Pour investiguer si la Spiruline a un véritable effet sur la performance physique et la fatigue, deux de mes étudiantes, Christelle Ducrest et Elodie Bapst, ont compulsé (presque) toute la littérature scientifique sur le sujet, dans le cadre de leur Travail de Bachelor en Nutrition et diététique à la Haute Ecole de santé de Genève.
Ce qui frappe d’abord, c’est le manque de bonnes études. Plusieurs d’entre elles ont bien commencé : tirage au sort des participants en deux groupes, dont l’un recevait de la Spiruline, et l’autre un placebo. Le problème était qu’ensuite, au lieu de comparer les résultats observés dans le groupe « spiruline » avec ceux du groupe « placebo », de nombreux chercheurs ont comparé les résultats avant et après la prise de produit. Ce qui est une aberration d’un point de vue méthodologique, puisque ceci ne permet pas de s’assurer que c’est bien l’effet du produit que l’on évalue.
Au final, il ne restait que 5 études de bonne qualité menées chez des humains. Une seule s’est intéressée à la concentration de fer plasmatique (malheureusement pas chez des athlètes). Et là, patatras. On s’est frotté les yeux plusieurs fois, tant les résultats étaient inattendus : le groupe supplémenté en Spiruline voyait son taux de fer diminuer, contrairement au groupe placebo (Suliburska et al. 2016) !
Quant aux autres études, elles peinaient à montrer un effet sur la performance physique, notamment chez des sportifs. L’une d’entre elles montraient une légère amélioration de la performance chez 9 hommes entrainés à qui l’on demandait de courir sur un tapis roulant pendant 2 heures à 70-75% de leur VO2max, puis de monter à 95% de leur VO2max jusqu’à épuisement : ceux qui avaient reçu de la spiruline tenaient 40 secondes de plus que les autres (Kalafati et al. 2010). C’est bien, mais pas spectaculaire, vous en conviendrez.
Une autre étude a inclus un plus grand échantillon : 52 sujet (uniquement des hommes !), tous sédentaires et en surpoids.

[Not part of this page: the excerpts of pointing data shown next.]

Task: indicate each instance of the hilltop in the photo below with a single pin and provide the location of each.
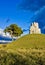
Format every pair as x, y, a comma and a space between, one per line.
28, 41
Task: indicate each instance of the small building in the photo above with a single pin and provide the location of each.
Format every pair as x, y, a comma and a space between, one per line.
34, 29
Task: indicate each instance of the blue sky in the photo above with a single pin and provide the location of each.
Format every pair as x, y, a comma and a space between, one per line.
22, 13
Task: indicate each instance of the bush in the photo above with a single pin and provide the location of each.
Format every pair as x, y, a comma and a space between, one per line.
22, 58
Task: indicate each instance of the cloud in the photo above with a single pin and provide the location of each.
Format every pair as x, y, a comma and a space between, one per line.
32, 5
38, 7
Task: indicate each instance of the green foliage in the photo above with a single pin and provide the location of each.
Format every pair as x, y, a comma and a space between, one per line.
14, 30
28, 57
36, 41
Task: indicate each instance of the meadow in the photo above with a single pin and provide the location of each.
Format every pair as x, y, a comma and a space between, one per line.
27, 50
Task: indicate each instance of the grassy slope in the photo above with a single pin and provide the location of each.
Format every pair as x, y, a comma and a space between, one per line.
28, 41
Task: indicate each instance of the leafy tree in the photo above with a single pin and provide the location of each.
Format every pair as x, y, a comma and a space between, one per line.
14, 30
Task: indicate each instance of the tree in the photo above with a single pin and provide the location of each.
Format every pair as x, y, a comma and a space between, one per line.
14, 30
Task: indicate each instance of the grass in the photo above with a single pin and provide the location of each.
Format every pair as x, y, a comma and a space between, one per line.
27, 50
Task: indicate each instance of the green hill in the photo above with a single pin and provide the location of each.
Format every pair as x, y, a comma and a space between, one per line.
28, 41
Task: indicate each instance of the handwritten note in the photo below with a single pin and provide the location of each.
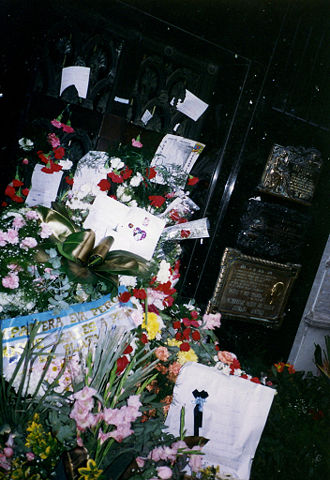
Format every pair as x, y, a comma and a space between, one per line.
44, 187
77, 76
234, 416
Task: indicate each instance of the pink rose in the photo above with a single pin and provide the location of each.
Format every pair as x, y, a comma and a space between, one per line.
162, 353
164, 472
226, 357
211, 321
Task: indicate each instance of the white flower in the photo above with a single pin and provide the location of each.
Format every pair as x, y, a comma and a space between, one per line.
116, 163
136, 180
163, 274
25, 144
66, 164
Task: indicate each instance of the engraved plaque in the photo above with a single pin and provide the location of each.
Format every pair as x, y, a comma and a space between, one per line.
272, 230
292, 173
252, 289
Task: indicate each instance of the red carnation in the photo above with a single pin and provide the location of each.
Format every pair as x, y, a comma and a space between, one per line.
151, 172
122, 363
185, 233
196, 335
104, 185
192, 180
124, 297
59, 153
139, 293
156, 200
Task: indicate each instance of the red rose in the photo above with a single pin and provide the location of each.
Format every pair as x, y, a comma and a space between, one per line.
124, 297
128, 350
122, 363
192, 180
255, 380
156, 200
139, 293
16, 183
69, 180
196, 335
127, 173
151, 173
144, 338
59, 153
104, 185
186, 333
185, 233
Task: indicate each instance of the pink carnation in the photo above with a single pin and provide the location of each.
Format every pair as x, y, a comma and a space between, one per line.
28, 242
211, 321
10, 281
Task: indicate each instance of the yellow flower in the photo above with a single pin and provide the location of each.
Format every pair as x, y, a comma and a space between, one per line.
90, 472
153, 325
189, 356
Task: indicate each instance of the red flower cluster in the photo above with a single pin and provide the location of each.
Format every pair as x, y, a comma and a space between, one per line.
14, 191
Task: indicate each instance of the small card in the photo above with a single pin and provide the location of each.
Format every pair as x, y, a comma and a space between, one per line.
44, 187
133, 228
175, 157
192, 106
77, 76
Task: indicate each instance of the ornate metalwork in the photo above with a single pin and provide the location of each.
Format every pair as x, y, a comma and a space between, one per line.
252, 289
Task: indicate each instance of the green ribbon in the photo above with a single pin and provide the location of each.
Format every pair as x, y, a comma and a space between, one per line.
84, 262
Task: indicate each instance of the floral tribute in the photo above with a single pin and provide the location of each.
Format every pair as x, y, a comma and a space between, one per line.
98, 414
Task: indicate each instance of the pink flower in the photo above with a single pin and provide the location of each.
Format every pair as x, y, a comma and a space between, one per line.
162, 353
195, 462
103, 437
53, 140
10, 281
56, 123
211, 321
164, 472
28, 242
32, 215
46, 230
18, 223
12, 236
30, 456
140, 461
226, 357
3, 238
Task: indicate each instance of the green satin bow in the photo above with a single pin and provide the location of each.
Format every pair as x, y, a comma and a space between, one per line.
84, 262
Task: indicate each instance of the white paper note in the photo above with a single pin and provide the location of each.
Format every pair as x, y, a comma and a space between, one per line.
77, 76
192, 106
133, 228
177, 155
44, 187
233, 416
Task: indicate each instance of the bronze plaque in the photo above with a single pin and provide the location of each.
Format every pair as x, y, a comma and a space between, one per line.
292, 173
251, 288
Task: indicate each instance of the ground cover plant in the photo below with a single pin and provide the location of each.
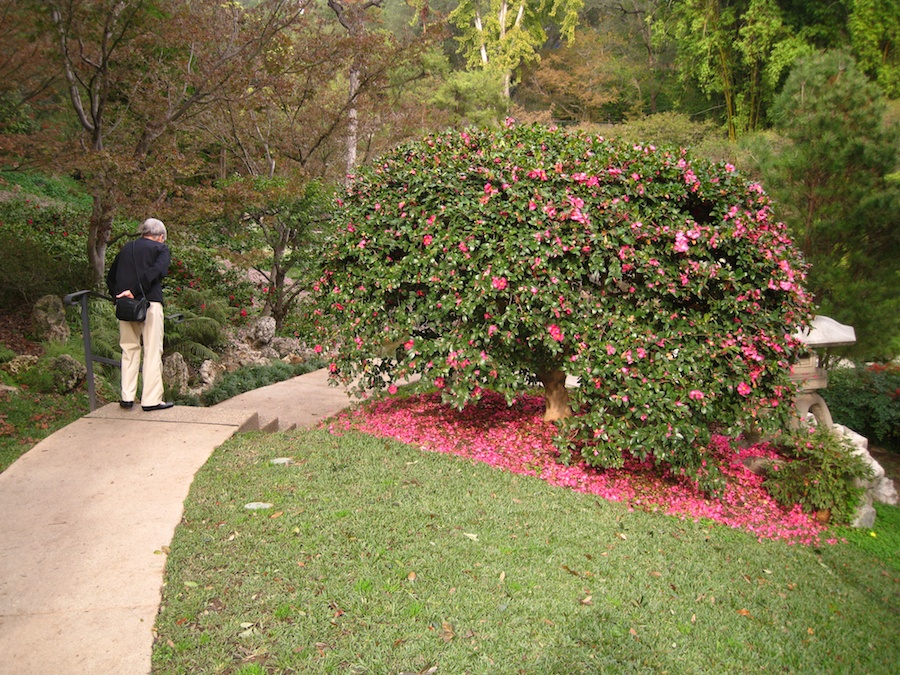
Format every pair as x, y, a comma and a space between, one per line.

Chez eux, la supplémentation en Spiruline était aussi associée à une meilleure performance, mais les auteurs ne fournissent aucun chiffre précis dans leur publication, donc il est impossible de connaitre l’ampleur de l’amélioration (Hernandez-Lepe et al. 2019). Les autres publications (Franca et al. 2010; Lu et al. 2006) ne montrent pas un effet direct sur la performance ou la fatigue.
Ne pas jeter le bébé avec l’eau du bain
On aurait vite fait de conclure que la Spiruline est inutile.
Je dirais plutôt qu’en l’état actuel des connaissances, la prudence est de mise. Je ne recommanderais pas la Spiruline pour quelqu’un qui manque de fer, ou alors avec un monitoring fréquent pour s’assurer de son effet (mais ça me semble assez lourd et cher à mettre en place). Et puis, je ne la recommanderais pas non plus pour compléter un apport en protéines, il y a des manières moins coûteuses pour atteindre cet objectif.
Pour le reste, même si on ne peut pas affirmer avec certitude qu’elle a un bénéfice sur la performance ou la fatigue, il y a trop peu d’études pour prétendre qu’elle ne sert à rien.
Comme souvent en nutrition, on manque d’études bien faites, on manque d’études chez les femmes, on manque d’études qui ont pris en compte les autres paramètres qui peuvent influencer la performance et la fatigue.
Et comme souvent en nutrition, les arguments de vente ne sont pas étayés de manière bien solide.